Digne héritière d’une longue tradition franco-orientale, d’Aznavour à Macias en passant par Dalida, Moustaki et Claude François, Maya Shane tente dans cet album, de sublimer sa fièvre musicale en nous la déclinant en chanson d’amour et de bonheur.

«Révélation» est la chanson phare de cet album où elle joue avec une haute subtilité sur la nuance des plaisirs et la confusion des sentiments. Elle nous emmène ensuite vers des thèmes ludiques égyptiens, comme si la chanteuse, dont les parents sont originaires de Tunisie, tente, telle une déesse indienne, de tendre ses multiples bras vers la vallée du Nil, à la recherche des maîtres de la musique, comme Farid l-Atrache, Abdel Halim Hafez et bien sûr la Diva Oum Kalsoum.

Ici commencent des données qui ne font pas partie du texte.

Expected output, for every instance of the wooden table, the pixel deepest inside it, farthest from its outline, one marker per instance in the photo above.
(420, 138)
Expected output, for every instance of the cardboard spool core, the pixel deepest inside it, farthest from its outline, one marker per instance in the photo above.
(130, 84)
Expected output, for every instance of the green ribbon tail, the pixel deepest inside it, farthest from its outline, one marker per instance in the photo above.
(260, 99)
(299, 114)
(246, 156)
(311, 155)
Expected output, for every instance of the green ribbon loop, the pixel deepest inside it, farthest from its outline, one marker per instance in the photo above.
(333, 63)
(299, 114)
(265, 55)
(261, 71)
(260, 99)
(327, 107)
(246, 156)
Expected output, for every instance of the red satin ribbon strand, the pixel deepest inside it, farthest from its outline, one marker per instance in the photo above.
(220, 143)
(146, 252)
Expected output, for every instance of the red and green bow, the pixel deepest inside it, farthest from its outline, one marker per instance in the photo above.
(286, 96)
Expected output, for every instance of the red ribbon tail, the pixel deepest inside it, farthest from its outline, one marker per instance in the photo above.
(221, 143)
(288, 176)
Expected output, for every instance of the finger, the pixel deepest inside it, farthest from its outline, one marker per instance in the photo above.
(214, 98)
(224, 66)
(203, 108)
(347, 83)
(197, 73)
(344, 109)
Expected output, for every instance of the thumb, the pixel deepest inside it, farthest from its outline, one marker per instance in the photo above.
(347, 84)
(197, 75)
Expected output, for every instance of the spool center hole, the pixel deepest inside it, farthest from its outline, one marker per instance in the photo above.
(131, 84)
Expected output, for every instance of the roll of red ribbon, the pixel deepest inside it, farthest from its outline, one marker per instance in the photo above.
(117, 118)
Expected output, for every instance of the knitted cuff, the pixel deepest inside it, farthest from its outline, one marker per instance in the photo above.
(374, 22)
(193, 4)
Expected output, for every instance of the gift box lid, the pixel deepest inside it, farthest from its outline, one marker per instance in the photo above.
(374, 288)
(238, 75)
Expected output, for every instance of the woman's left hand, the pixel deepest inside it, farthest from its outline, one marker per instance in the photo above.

Les chansons se suivent mais ne se ressemblent pas. Une seule obsession chez Maya Shane qui apparait comme un fil conducteur dans toutes ses chansons, marier, dans une heureuse mélomanie, l’Orient à l’Occident.

Au XIX è siècle, les Saint-Simoniens disaient que l’Orient et l’Occident se marieront et que la Méditerranée en sera le lit nuptial. Le génie de Maya Shane, est qu’elle est venue au bon moment, pour se mettre dans la peau de prêtresse de ce grand mariage. Elle est venue pour rester et pour produire d’autres albums qui nous feront rêver. Le grand libanais, Georges Schéhadé disait : « Qui habite les songes, ne meurt jamais ». C’est à Maya Shane, de suivre sa belle destinée pour nous faire songer et atteindre, avec elle, l’éternité.